Our approaches are critical and complementary, spanning many disciplines. Students will learn not to rush to accept any one theory or faith, but come to understand the complexity of the questions, and accept their own moral responsibility to understand, and to take a position, and to be willing to change positions.
Knowledge and Ways of Knowing: In every course in our curriculum, we stress the importance of engaging with, and understanding, the modes of inquiry that inform our knowledge and our ways of knowing.

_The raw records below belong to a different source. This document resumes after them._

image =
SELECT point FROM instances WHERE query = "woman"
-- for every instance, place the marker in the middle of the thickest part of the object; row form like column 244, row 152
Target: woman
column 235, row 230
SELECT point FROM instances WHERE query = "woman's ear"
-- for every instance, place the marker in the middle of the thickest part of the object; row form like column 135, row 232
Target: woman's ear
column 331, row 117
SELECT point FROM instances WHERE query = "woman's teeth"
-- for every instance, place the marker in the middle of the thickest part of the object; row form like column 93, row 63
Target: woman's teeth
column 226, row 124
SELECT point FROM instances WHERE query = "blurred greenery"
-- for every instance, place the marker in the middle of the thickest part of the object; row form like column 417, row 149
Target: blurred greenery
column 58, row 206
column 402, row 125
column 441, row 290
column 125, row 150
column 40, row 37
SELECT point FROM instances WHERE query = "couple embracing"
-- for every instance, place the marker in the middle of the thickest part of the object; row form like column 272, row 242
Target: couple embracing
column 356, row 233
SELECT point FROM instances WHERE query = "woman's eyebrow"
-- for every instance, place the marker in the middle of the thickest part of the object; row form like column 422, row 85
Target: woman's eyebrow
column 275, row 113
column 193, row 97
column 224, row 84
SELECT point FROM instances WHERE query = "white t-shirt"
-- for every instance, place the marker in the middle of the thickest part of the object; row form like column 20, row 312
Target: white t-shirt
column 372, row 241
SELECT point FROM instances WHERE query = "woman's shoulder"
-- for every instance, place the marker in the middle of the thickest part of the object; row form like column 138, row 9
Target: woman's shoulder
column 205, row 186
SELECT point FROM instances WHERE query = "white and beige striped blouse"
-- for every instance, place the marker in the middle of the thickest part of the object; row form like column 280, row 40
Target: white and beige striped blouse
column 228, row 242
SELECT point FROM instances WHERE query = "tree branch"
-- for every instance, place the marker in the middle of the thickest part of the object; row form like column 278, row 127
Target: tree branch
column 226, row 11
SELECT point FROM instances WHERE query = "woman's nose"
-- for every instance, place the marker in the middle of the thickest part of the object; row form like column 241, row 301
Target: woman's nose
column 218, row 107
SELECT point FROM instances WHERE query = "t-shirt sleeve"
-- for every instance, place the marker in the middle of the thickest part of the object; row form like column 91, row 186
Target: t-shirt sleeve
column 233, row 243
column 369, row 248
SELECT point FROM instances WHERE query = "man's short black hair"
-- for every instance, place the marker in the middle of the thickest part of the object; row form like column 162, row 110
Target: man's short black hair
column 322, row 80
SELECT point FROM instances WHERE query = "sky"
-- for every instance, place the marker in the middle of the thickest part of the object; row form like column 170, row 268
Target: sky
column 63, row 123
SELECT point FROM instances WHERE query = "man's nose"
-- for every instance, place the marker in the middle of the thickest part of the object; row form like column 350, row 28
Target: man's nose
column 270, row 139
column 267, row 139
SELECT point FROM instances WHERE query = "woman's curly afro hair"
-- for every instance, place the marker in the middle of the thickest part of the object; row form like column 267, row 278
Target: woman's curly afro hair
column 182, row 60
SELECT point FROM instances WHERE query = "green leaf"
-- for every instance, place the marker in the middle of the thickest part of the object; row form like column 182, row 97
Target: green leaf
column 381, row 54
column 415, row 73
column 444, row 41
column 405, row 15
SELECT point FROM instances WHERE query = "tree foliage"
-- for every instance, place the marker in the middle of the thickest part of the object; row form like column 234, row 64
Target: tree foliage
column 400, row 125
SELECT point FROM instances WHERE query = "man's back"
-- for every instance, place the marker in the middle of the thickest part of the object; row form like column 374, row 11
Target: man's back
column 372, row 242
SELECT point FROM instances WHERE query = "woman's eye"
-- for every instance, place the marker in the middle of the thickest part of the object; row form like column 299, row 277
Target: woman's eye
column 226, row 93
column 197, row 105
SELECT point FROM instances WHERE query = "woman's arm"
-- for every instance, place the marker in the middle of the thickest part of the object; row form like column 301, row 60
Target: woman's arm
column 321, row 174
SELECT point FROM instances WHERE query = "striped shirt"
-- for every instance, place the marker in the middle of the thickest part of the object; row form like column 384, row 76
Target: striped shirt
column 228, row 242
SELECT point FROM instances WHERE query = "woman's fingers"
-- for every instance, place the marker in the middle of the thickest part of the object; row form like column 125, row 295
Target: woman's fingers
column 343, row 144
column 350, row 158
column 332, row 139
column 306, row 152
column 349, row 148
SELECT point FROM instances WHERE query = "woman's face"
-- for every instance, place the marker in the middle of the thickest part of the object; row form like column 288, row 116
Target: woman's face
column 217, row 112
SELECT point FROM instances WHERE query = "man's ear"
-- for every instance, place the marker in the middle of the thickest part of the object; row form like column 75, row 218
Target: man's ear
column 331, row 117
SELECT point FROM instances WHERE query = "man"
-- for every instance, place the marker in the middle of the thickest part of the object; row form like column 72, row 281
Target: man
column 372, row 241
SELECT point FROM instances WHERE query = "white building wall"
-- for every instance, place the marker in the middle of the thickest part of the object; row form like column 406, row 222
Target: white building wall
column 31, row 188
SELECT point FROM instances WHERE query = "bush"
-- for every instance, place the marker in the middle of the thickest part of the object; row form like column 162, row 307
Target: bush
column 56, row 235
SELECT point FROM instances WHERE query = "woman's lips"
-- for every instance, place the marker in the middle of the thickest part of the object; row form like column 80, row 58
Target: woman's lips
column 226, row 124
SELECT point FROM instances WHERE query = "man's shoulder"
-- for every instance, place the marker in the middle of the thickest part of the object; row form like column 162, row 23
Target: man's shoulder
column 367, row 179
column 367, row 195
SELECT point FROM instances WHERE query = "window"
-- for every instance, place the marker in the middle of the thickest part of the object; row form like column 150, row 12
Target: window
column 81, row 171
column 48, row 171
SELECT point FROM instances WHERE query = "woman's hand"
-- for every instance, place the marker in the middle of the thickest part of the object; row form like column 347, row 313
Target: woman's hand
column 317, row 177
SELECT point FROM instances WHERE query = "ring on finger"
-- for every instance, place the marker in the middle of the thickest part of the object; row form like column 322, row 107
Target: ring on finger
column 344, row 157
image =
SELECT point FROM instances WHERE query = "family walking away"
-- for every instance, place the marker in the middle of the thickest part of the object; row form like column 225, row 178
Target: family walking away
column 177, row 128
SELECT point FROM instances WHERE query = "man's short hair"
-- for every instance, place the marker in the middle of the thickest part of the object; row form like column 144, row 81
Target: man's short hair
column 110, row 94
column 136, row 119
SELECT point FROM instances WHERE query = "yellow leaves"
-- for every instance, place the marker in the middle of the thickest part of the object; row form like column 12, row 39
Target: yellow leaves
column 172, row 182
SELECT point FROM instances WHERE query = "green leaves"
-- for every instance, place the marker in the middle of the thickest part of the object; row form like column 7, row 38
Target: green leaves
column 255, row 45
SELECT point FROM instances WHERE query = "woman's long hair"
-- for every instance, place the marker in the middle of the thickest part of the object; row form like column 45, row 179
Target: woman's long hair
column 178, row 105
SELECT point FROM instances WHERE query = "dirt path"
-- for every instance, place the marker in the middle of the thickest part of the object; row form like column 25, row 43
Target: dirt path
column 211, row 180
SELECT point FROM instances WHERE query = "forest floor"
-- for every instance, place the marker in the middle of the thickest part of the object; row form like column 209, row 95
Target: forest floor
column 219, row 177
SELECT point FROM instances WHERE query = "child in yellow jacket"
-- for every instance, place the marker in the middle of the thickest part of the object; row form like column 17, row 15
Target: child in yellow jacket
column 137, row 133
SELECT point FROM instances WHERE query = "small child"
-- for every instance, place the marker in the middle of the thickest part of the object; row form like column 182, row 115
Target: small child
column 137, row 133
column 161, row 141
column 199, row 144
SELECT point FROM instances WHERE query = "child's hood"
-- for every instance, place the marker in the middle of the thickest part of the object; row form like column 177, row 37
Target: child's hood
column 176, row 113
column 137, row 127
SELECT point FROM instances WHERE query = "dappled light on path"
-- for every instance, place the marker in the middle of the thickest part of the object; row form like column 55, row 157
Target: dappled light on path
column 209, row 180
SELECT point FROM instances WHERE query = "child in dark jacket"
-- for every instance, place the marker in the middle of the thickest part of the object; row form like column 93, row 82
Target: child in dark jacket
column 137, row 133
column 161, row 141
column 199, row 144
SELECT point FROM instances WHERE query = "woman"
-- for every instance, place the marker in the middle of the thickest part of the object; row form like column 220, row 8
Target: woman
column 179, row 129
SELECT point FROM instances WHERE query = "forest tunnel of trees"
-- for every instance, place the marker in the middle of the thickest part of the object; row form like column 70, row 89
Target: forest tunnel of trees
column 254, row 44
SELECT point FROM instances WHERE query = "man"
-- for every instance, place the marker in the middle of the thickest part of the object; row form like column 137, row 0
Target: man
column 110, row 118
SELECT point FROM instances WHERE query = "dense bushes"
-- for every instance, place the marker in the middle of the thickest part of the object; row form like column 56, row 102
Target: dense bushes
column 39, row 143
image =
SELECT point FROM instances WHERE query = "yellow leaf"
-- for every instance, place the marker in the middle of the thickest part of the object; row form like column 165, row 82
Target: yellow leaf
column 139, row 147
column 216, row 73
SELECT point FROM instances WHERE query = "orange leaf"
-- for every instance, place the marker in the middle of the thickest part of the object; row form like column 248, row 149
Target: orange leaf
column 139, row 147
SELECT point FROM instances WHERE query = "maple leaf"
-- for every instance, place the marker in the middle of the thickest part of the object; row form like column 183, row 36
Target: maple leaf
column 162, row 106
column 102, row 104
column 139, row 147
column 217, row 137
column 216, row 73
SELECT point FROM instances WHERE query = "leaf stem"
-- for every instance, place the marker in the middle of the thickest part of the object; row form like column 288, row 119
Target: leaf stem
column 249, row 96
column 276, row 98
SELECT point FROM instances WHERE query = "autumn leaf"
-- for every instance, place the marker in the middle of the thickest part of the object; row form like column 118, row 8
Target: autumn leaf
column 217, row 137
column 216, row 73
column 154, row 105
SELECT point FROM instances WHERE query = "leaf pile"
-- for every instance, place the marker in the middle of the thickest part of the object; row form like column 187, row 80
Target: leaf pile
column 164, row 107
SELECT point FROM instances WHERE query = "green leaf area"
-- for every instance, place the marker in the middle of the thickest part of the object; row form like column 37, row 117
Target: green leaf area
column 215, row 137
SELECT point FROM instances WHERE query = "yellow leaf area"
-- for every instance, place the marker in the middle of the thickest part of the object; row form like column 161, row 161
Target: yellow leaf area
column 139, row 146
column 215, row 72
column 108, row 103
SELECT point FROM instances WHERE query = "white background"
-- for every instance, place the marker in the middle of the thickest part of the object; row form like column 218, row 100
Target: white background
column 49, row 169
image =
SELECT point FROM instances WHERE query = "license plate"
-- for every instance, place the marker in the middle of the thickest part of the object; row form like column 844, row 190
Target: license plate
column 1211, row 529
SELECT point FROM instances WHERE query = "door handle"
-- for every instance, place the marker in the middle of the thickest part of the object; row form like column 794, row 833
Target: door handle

Our goal is for our students to come to see that there are many paths to knowledge and expertise, each with their own philosophical strengths and weaknesses, and that each must be evaluated, in context, on a variety of grounds. This means giving up ‘natural’ dispositions to learn in particular ways, and requires that students and faculty be willing to take risks and live with authenticity.
Inclusive Pedagogy: In every course we teach, our faculty model and promote inclusive pedagogy in explicit ways.
Our classrooms are intentionally created as learning communities in which student voice, agency, and mutuality are primary. Since most of our students will go on to become teachers themselves, or other kinds of professionals who interact with children and youth, an essential goal we have is for our students to learn how to create the same kinds of inclusive, respectful, and educationally responsible spaces.
Broad Interaction and Networking: In every course in our curriculum, students are brought into contact with people, places, and ideas from outside their normal orbits.
This means that an essential goal and purpose of our program is to instill in our students the need to enter into these relationships mindfully and to conduct themselves ethically and self-reflectively at all times. This interpersonal dimension is likewise foregrounded in all of our classrooms, which feature site- and content-specific varieties of sustained dialogue.
Awareness and Reflection: In every course in our curriculum, faculty stress the importance of understanding the historical, philosophical, social, global/international, and psychological background of the issues in education and youth studies they are currently confronting, whether in the classroom or in the field.
Students going on to become teachers and youth workers will develop good professional responsibility after knowing better what they are doing and why.